Su rostro, su rictus quedó impasible, como una máscara de yeso amoratada.
–¿Qué? ¿Se murió? ¿Lo perdiste, perdiste a mi hijo?
Asintió si pronunciar una sola palabra, bajó la mirada intentando encontrar en ese hondón un refugio a las recriminaciones de Antonio.
–No puede ser –y Antonio empezó a llorar de forma silenciosa, lánguida, un poco de verdad, un poco sintiendo el dolor que quería sentir.
Tocaron a la puerta despacio, Rosa temía que hubiesen escuchado detrás de esa puerta que había sido cerrada no precisamente para amarse, ni sentir los cuerpos palpitantes uno del otro.
–Antonio, tocan... –ella se cubrió hasta el cuello con las cobijas.
–Sí –escuchó y rápidamente se enjugó los ojos mientras se ponía de pie. Se acercó a la puerta, y antes de abrir revisó que no tuviera rastros de lágrimas y aspiró muy fuerte su nariz, pensó que no quería que lo vieran llorar como vieja–. ¡Pase!

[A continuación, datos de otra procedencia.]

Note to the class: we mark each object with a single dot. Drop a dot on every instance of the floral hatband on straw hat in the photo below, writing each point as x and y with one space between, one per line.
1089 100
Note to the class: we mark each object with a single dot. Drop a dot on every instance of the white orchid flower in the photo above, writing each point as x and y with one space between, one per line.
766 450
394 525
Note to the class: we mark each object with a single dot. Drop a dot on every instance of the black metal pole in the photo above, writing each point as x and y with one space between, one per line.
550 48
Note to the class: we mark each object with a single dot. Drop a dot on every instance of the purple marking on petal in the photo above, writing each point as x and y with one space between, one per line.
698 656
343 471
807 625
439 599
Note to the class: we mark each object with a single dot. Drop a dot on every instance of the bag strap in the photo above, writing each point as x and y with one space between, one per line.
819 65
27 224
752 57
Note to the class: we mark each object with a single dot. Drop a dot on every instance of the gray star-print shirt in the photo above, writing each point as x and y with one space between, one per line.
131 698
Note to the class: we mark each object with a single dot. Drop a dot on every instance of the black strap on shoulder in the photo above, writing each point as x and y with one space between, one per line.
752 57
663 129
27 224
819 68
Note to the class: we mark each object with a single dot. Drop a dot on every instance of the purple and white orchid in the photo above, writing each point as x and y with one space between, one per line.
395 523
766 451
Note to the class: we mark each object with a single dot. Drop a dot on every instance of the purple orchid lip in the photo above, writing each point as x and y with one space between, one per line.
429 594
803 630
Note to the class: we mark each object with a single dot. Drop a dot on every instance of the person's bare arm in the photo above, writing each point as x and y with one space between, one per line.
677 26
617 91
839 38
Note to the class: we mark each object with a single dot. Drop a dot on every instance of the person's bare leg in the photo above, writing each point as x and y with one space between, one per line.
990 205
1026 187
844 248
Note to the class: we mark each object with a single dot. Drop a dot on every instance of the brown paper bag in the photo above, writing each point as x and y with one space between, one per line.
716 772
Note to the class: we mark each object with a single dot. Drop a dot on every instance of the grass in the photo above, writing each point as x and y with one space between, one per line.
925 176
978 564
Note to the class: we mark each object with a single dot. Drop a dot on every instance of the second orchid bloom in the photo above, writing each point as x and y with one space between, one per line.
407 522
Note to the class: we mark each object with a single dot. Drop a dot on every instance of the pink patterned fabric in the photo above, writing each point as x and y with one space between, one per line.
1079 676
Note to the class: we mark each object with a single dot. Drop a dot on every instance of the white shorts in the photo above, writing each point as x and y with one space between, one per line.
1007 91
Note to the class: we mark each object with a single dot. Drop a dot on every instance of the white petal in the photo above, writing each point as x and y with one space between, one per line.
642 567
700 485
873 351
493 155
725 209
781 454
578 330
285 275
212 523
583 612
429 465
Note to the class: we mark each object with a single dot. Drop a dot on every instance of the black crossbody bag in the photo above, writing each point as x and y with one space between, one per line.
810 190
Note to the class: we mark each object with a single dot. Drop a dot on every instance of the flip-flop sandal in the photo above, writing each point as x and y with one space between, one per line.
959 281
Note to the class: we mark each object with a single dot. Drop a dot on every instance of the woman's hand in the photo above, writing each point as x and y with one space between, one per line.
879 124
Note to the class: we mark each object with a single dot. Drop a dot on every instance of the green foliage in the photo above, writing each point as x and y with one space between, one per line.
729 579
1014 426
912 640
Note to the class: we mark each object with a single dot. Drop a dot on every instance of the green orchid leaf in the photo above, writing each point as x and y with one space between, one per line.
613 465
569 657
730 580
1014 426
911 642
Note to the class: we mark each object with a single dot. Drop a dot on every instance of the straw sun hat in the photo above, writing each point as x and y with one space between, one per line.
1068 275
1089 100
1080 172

Del quicio de la puerta surgió la vecina, cubriéndose bajo su bata parecía un animalito espantado. Sus ojos azul claro externaban una pena extraña, singular y triste.
–Perdonen que interrumpa.
–No se preocupe –Antonio daba la espalda a la vecina, mientras su cara estaba frente a la ventana.
–Siento mucho lo que pasó, pero Dios así lo quiso, hijos, hay que tener fe en que así lo quiso dios y que fue lo mejor porque así Dios lo dispuso.
–Sí, doña Marina –dijo Rosa.
–Perdona que insista, Rosita, pero ¿le preguntaste si te podía subir a tu casa?
–No, no he podido.
–¿Qué? –preguntó Antonio interrumpiéndolas, la pregunta brotó a pesar de él mismo, aún tenía el gesto afligido y el gesto desencajado.
–Doña Marina necesita que me vaya antes de que llegue el señor Raúl, para que no la vaya a regañar.
–No a regañar, hija. No tiene nada de malo que ustedes estén aquí, sólo que suele llegar muy cansado y le gusta ver su televisión a gusto.
–No se preocupe ahora la ayudo a subir.
–Gracias, hijo. No tiene que ser ahorita mismo, unos cinco minutos más estará bien. Sólo para que yo me quede más tranquila.
–De acuerdo.
La vecina quedaba justo en medio de ambos, lo cual la obligaba a pasar su mirada de izquierda a derecha y viceversa como un vaivén de nubes.
–Ahora, si quieren yo la ayudo a vestirse a Rosita, ¿quieres?
–Sí, porque me duele todo el cuerpo.
–Te espero a fuera –dijo Antonio, dio unos pasos se acercó sutilmente y cuando por primera vez vio aquel terrible derrame en el ojo de Rosita se sorprendió. Ella sonrió y esbozó una sonrisa descubriendo sus dientes desportillados. Antonio acercó la mano para hacer una caricia a Rosa, ante la cual Rosa se arredró rápida como instintivamente, Antonio apretó los labios al mismo tiempo que volteó preocupado de que la vecina hubiese visto la reacción, dándose cuenta de que ella fue testigo de todo el mohín. –Bueno, ejem, me hablan cuando hayan acabado ¿...sí? Antonio retrocedió sobre sus pasos y salió del cuarto. Al andar parecía que llevaba una carga en los hombros, como un enano cargando un gigante rollizo. Salió pesado pero con presteza del cuarto, dejando tras de sí esas tres figuras lúgubres y martirizadas, Rosa, doña Marina y el cristo de madera.